Avant de le voir, il peut être utile de savoir que le film s’inscrit dans l’Espagne contemporaine tout en intégrant une réflexion sur la mémoire historique du pays, notamment autour de la guerre civile. Pedro Almodóvar poursuit ici une période plus intime de son cinéma, en mêlant récit personnel et dimension collective, avec une approche centrée sur les émotions et les relations.
Le film explore la maternité sous différentes formes, entre désir, imprévu et responsabilité, tout en interrogeant l’identité à travers la filiation. Il aborde aussi le poids du secret et la question de la vérité, en montrant comment certains choix peuvent avoir des conséquences durables.
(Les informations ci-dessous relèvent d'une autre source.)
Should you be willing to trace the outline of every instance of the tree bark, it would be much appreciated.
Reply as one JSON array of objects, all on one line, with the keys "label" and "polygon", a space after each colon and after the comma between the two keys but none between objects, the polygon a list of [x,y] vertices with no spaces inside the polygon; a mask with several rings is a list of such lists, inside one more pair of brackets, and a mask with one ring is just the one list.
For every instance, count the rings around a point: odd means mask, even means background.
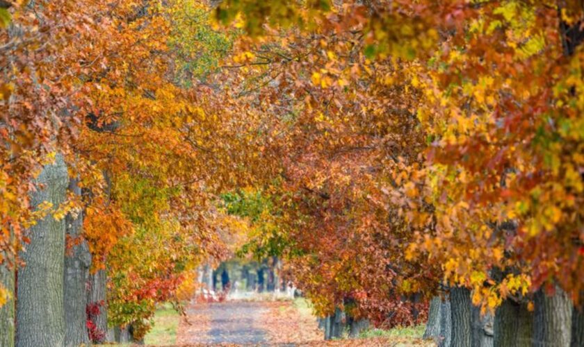
[{"label": "tree bark", "polygon": [[440,335],[440,307],[442,299],[436,296],[430,302],[430,312],[428,314],[428,323],[424,331],[424,339],[436,339]]},{"label": "tree bark", "polygon": [[105,270],[99,270],[89,276],[89,292],[88,294],[88,304],[99,305],[99,313],[92,315],[91,321],[95,324],[99,332],[102,332],[104,336],[108,338],[106,341],[94,342],[113,342],[108,335],[108,314],[107,302],[106,300],[106,282],[107,276]]},{"label": "tree bark", "polygon": [[[81,196],[78,181],[72,179],[69,189]],[[89,343],[87,327],[87,281],[91,266],[91,255],[87,242],[83,239],[83,213],[75,216],[70,213],[65,219],[67,236],[72,246],[65,257],[65,345],[77,346]]]},{"label": "tree bark", "polygon": [[340,339],[343,337],[343,332],[345,331],[345,312],[339,307],[334,310],[334,315],[332,316],[332,337]]},{"label": "tree bark", "polygon": [[449,298],[440,305],[440,335],[437,342],[440,347],[450,347],[452,342],[452,314]]},{"label": "tree bark", "polygon": [[533,316],[526,305],[504,301],[495,314],[494,346],[530,346],[533,327]]},{"label": "tree bark", "polygon": [[[47,201],[57,208],[65,201],[69,180],[63,156],[45,166],[35,180],[31,206]],[[31,243],[22,252],[26,266],[18,271],[16,346],[63,346],[65,219],[49,213],[31,228]]]},{"label": "tree bark", "polygon": [[565,347],[570,345],[572,303],[559,287],[552,296],[542,289],[535,293],[533,346]]},{"label": "tree bark", "polygon": [[584,346],[584,305],[581,307],[574,306],[570,347],[581,347],[582,346]]},{"label": "tree bark", "polygon": [[3,287],[11,297],[0,307],[0,346],[14,346],[15,338],[15,267],[14,255],[11,250],[3,252],[4,262],[0,264],[0,287]]},{"label": "tree bark", "polygon": [[369,321],[368,319],[349,320],[349,337],[357,337],[362,331],[368,329]]},{"label": "tree bark", "polygon": [[452,317],[452,344],[451,346],[468,347],[471,346],[472,340],[471,291],[461,287],[451,288],[450,301]]},{"label": "tree bark", "polygon": [[493,341],[493,316],[489,312],[482,315],[480,307],[472,307],[472,346],[492,347]]}]

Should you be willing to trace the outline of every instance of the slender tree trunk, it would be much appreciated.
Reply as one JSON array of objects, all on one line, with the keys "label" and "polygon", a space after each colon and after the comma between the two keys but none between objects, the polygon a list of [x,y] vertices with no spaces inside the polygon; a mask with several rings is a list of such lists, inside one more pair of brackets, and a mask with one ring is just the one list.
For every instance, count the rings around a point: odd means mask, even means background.
[{"label": "slender tree trunk", "polygon": [[472,320],[471,291],[464,287],[451,288],[450,291],[452,316],[453,347],[469,347],[471,344]]},{"label": "slender tree trunk", "polygon": [[357,337],[362,331],[369,328],[369,321],[367,319],[356,320],[351,319],[349,321],[349,337]]},{"label": "slender tree trunk", "polygon": [[452,313],[450,298],[440,305],[440,335],[437,342],[440,347],[450,347],[452,343]]},{"label": "slender tree trunk", "polygon": [[[12,237],[12,235],[10,236]],[[4,262],[0,264],[0,287],[6,289],[10,297],[0,307],[0,346],[14,346],[15,339],[15,268],[14,254],[10,249],[2,253]]]},{"label": "slender tree trunk", "polygon": [[334,315],[332,316],[332,337],[340,339],[343,337],[343,332],[345,331],[345,312],[339,307],[334,310]]},{"label": "slender tree trunk", "polygon": [[[99,333],[103,333],[104,337],[108,335],[108,315],[106,301],[106,282],[107,276],[105,270],[99,270],[89,276],[89,292],[88,294],[88,305],[98,305],[99,313],[92,314],[90,317],[95,324],[96,329]],[[108,340],[108,339],[105,339]],[[104,342],[99,341],[97,342]]]},{"label": "slender tree trunk", "polygon": [[[81,189],[77,183],[77,180],[71,180],[69,189],[73,194],[81,196]],[[82,239],[82,212],[77,216],[70,213],[65,221],[67,236],[72,246],[65,257],[65,344],[67,346],[77,346],[89,343],[86,323],[87,281],[89,279],[91,255],[87,242]]]},{"label": "slender tree trunk", "polygon": [[[44,201],[54,208],[65,201],[69,180],[63,156],[47,165],[36,179],[31,205]],[[49,213],[29,230],[31,243],[22,252],[26,266],[18,271],[16,346],[63,346],[63,269],[65,219]]]},{"label": "slender tree trunk", "polygon": [[533,346],[565,347],[570,345],[572,303],[559,287],[553,296],[542,289],[535,293]]},{"label": "slender tree trunk", "polygon": [[332,324],[333,316],[327,316],[325,318],[325,340],[332,339]]},{"label": "slender tree trunk", "polygon": [[426,323],[426,329],[423,336],[425,339],[436,339],[440,335],[440,307],[441,305],[442,300],[439,296],[432,298],[430,302],[430,312],[428,314],[428,323]]},{"label": "slender tree trunk", "polygon": [[[582,296],[581,296],[582,297]],[[584,346],[584,305],[572,310],[572,331],[570,347]]]},{"label": "slender tree trunk", "polygon": [[493,346],[493,316],[488,312],[480,314],[480,307],[472,307],[472,342],[473,347]]},{"label": "slender tree trunk", "polygon": [[495,347],[531,346],[533,316],[527,306],[507,299],[495,314]]}]

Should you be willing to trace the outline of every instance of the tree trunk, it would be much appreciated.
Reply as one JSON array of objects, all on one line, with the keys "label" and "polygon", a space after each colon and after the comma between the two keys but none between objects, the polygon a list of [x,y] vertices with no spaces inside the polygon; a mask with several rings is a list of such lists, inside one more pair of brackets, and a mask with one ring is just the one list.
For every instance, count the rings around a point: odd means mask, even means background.
[{"label": "tree trunk", "polygon": [[472,307],[472,346],[492,347],[493,341],[493,316],[489,313],[480,314],[480,307]]},{"label": "tree trunk", "polygon": [[99,270],[89,276],[89,293],[88,294],[88,305],[97,305],[99,307],[99,313],[92,314],[91,321],[95,324],[97,335],[103,336],[103,341],[94,342],[113,342],[111,339],[106,338],[108,334],[107,302],[106,301],[106,282],[107,276],[105,270]]},{"label": "tree trunk", "polygon": [[542,289],[535,293],[533,346],[565,347],[570,345],[572,303],[567,294],[556,287],[553,296]]},{"label": "tree trunk", "polygon": [[440,305],[440,335],[437,341],[440,347],[450,347],[452,342],[452,314],[450,299]]},{"label": "tree trunk", "polygon": [[453,347],[468,347],[471,344],[472,320],[471,291],[464,287],[451,289],[451,316],[452,317]]},{"label": "tree trunk", "polygon": [[436,339],[440,335],[440,307],[442,300],[436,296],[430,302],[430,312],[428,314],[428,323],[424,331],[424,339]]},{"label": "tree trunk", "polygon": [[531,346],[533,317],[526,305],[507,299],[495,314],[495,347]]},{"label": "tree trunk", "polygon": [[[43,168],[35,180],[38,190],[31,194],[31,206],[43,202],[58,208],[65,201],[67,171],[63,156]],[[49,213],[29,230],[31,243],[22,259],[26,266],[18,271],[16,310],[16,346],[63,346],[63,269],[65,219]]]},{"label": "tree trunk", "polygon": [[[582,297],[582,296],[581,296]],[[572,332],[570,347],[584,346],[584,305],[572,309]]]},{"label": "tree trunk", "polygon": [[325,318],[325,340],[332,339],[332,316],[327,316]]},{"label": "tree trunk", "polygon": [[0,307],[0,346],[14,346],[15,338],[15,267],[11,249],[3,253],[4,262],[0,264],[0,287],[3,287],[10,297]]},{"label": "tree trunk", "polygon": [[369,328],[368,319],[355,320],[351,319],[349,321],[349,337],[357,337],[362,331]]},{"label": "tree trunk", "polygon": [[[77,180],[71,180],[69,189],[80,196]],[[65,344],[77,346],[89,343],[87,333],[87,281],[91,265],[91,255],[83,239],[83,214],[69,214],[65,219],[67,236],[72,246],[65,256]]]}]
Le récit s’intéresse également aux relations féminines et à la transmission, en mettant en parallèle mémoire intime et mémoire collective. Il propose l’idée que ce qui n’est pas reconnu ou transmis reste en suspens, et que la vérité devient une condition pour avancer.
Je reste assez mitigé. J’ai été intéressé par l’histoire et je ne me suis pas ennuyé, avec envie de connaître la suite. L’interprétation, notamment celle de Penélope Cruz, est solide, et les rebondissements maintiennent l’attention. J’ai aussi apprécié la volonté de traiter plusieurs thématiques.
Mais le film souffre pour moi d’un déséquilibre entre ses deux axes. Le lien entre l’intime et l’historique m’a paru forcé et parfois peu lisible. Le scénario penche vers un mélodrame assez appuyé, avec des coïncidences et des retournements qui donnent une impression d’artificialité. La musique accentue encore cet effet en soulignant lourdement certaines révélations. J’ai aussi eu du mal avec certains choix des personnages, qui m’ont semblé peu cohérents, renforçant cette sensation. Par moments, j’ai eu l’impression de regarder un feuilleton un peu trop démonstratif, presque du ragot mis en scène. Sur le moment ça fonctionne, mais avec du recul l’ensemble paraît plus fragile.
Au final, Madres paralelas propose des thématiques intéressantes et une vraie ambition de croiser intime et historique, mais le résultat m’a semblé déséquilibré. Un film qui fonctionne par moments, sans totalement convaincre dans sa construction.